Treating our relationship (and by extension: me) as disposable once it wasn't to your liking was the deepest cut. Your total refusal to attempt reconciliation bears that out (because it would almost certainly require you to feel a great many things). You have run rough-shod over me repeatedly and I can't imagine that you'll ever appreciate how much that hurts. To the very end I've been totally in love with you; desperate to keep our relationship together. I factually KNOW that you cannot possibly understand how much this hurts, because that would involve feeling something.

Ultimately, you've done all of this in order to protect yourself. You're afraid of emotions and of intimacy of any depth. The very idea of becoming intimate with what I was going through must have been terrifying to you. Likewise you can't allow yourself to feel bad about anything you've done. You can't let it happen, you can't doubt yourself, so you harden your position and become even more unsympathetic, you become dismissive and cold.

I'm willing to bet that this state of affairs has dogged all of your relationships; after all, the only common feature of all of your dissatisfying relationships is YOU. As long as this state persists, it's going to not only wreck any relationships you have in the future, it's going to prevent you from ever being truly intimate with yourself or anybody else.

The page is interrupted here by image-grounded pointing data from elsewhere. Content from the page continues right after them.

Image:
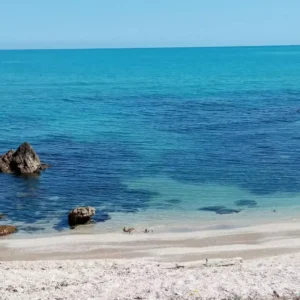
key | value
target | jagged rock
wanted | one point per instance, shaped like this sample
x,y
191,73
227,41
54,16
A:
x,y
7,229
81,215
5,162
23,161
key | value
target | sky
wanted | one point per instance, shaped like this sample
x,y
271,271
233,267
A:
x,y
37,24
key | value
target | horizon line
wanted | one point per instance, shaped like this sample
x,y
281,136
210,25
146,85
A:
x,y
150,47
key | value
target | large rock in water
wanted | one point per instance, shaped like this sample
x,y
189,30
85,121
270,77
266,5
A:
x,y
81,215
7,229
23,161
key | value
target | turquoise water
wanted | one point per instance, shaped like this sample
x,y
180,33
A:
x,y
151,136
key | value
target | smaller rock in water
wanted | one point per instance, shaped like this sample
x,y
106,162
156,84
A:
x,y
7,229
220,210
248,203
81,215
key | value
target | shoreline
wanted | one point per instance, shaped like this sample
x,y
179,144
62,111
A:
x,y
249,242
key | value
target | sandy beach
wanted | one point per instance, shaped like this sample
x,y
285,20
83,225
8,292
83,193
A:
x,y
257,262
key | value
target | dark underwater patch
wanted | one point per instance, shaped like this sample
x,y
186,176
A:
x,y
220,210
174,201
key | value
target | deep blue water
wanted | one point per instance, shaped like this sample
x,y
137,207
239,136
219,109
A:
x,y
111,120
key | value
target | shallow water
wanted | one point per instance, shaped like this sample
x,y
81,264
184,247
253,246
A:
x,y
150,136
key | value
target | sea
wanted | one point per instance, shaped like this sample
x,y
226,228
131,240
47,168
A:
x,y
168,139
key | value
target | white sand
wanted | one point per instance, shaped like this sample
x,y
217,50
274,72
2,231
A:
x,y
142,266
100,279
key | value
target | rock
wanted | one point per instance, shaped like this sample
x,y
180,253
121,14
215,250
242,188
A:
x,y
248,203
23,161
5,162
81,215
220,210
7,229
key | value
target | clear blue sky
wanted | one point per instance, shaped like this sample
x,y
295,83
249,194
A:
x,y
147,23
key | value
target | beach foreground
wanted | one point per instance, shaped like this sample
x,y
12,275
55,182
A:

That said, it would have been my great pleasure to become intimate with that part of your personal growth. Marriage is supposed to be a collaboration, a synergy. It would have been unthinkable for me to refuse to be a part of your self discovery and growth. Unconscionable! It might have been difficult, heart-rending work, but I would have done it. I would have been there. That's what marriage is: WORK. So when it came to it, you quit. You quit early on! The reason I became as depressed and paranoid as I did was partly because you pulled away. I definitely felt it and it terrified me. It ultimately prevented me from approaching you, how do you approach someone who's so emotionally disengaged? You were my wife! I loved you! But the more you pulled away, the more depressed I became, who could I turn to if not my wife? It definitely took both of us to get here, but you're the one who threw us under the bus. This divorce is all on YOU.

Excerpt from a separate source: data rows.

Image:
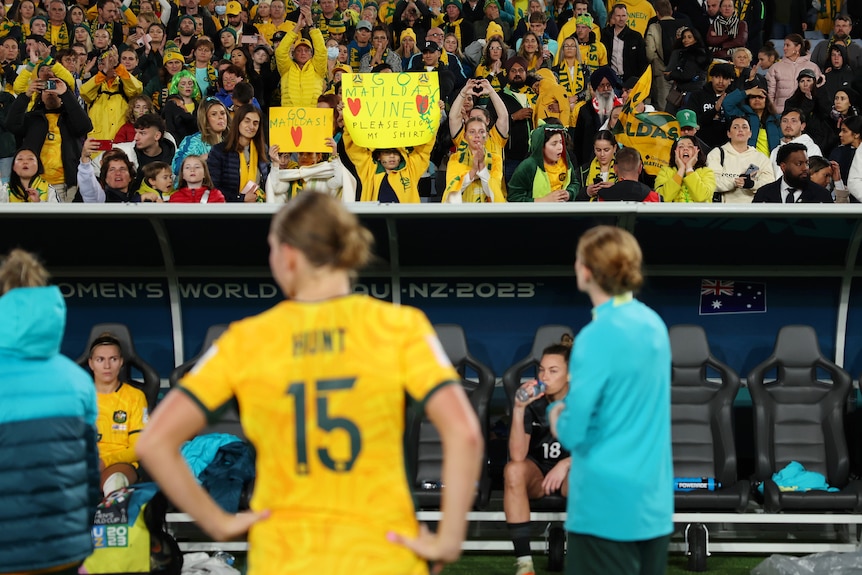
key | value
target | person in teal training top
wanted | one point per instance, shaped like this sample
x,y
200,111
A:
x,y
615,420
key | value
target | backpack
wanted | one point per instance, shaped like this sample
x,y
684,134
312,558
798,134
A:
x,y
129,534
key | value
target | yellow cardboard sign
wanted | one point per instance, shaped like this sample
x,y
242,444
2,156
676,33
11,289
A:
x,y
300,128
394,110
651,133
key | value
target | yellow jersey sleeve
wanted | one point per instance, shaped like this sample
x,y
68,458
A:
x,y
211,382
425,363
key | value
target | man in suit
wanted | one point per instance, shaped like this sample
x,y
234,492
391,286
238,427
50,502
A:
x,y
794,186
626,47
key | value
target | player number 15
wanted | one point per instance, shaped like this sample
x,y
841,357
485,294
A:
x,y
322,389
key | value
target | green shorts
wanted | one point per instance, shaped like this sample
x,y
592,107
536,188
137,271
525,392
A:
x,y
588,555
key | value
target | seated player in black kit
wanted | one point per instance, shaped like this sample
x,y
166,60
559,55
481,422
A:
x,y
538,465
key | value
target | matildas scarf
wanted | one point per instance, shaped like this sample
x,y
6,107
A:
x,y
594,174
59,36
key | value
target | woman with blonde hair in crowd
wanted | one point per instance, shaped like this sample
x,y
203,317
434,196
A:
x,y
781,79
474,174
82,36
492,67
598,173
531,50
213,119
47,429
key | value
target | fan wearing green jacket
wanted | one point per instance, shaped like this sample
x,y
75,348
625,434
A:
x,y
548,174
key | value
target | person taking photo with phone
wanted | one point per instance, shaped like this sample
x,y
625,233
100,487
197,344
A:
x,y
107,94
53,129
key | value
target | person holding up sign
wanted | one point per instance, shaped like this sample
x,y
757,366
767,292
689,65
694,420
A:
x,y
303,72
308,174
390,175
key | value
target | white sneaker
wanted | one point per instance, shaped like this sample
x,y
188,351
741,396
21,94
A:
x,y
114,482
525,566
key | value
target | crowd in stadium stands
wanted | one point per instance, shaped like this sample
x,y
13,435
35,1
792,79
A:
x,y
97,97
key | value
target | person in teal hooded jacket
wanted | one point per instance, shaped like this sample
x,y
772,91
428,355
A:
x,y
548,174
49,487
615,420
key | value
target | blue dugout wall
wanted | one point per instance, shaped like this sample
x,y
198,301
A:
x,y
500,271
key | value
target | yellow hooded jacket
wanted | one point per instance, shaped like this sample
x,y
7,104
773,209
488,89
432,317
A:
x,y
301,85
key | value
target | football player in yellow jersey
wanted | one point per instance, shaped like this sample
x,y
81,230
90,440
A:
x,y
320,381
122,414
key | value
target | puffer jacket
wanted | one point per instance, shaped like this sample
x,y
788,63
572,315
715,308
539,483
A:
x,y
301,86
49,483
781,79
109,101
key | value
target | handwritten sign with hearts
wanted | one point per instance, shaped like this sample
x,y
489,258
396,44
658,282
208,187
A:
x,y
300,129
391,110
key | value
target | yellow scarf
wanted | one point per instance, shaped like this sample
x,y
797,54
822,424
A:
x,y
595,171
59,36
248,170
21,196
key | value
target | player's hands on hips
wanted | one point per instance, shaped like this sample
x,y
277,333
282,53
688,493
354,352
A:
x,y
429,546
231,526
554,479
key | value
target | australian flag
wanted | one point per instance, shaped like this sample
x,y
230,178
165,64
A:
x,y
727,296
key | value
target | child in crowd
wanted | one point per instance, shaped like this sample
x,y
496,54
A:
x,y
158,181
195,185
25,182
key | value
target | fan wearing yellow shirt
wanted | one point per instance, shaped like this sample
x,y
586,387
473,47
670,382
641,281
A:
x,y
320,381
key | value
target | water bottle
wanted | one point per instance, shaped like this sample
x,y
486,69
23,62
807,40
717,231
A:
x,y
525,394
695,483
224,557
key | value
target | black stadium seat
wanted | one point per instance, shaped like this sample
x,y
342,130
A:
x,y
425,451
701,424
229,421
151,384
800,417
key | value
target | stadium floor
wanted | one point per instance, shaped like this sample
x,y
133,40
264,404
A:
x,y
482,564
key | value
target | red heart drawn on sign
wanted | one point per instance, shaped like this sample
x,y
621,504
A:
x,y
422,104
355,105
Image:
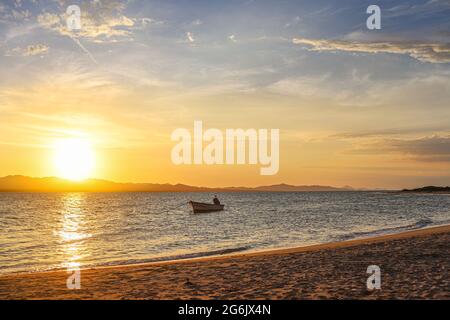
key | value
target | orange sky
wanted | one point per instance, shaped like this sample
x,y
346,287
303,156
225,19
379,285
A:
x,y
369,117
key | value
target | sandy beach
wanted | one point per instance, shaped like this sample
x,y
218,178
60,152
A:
x,y
414,265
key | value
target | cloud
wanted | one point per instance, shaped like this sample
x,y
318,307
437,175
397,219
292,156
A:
x,y
190,37
101,21
232,38
427,52
31,50
434,148
37,49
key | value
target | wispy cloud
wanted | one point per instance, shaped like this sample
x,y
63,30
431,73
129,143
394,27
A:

I sincerely, deeply, truly hope that you deal with your emotional issues (of which the narcissistic tendencies are only a symptom), because they're going to destroy your relationships. You are capable of such lavish affection and love, I miss it so very much. But when a relationship starts to get deeper than surface level (or stray from "happy", or whatever your "plan" is), you disengage and become a cold, calculating surgeon. You excise yourself from the relationship and ultimately discard it. Again, you do this as a means of protecting yourself from truly feeling things, and that is the greatest tragedy. You deserve to be whole and happy as much as anybody on Earth, but until you can genuinely open yourself to the rich pageant of emotions in yourself and others, happiness will exist only as a surface level veneer, a façade; real happiness will forever elude you.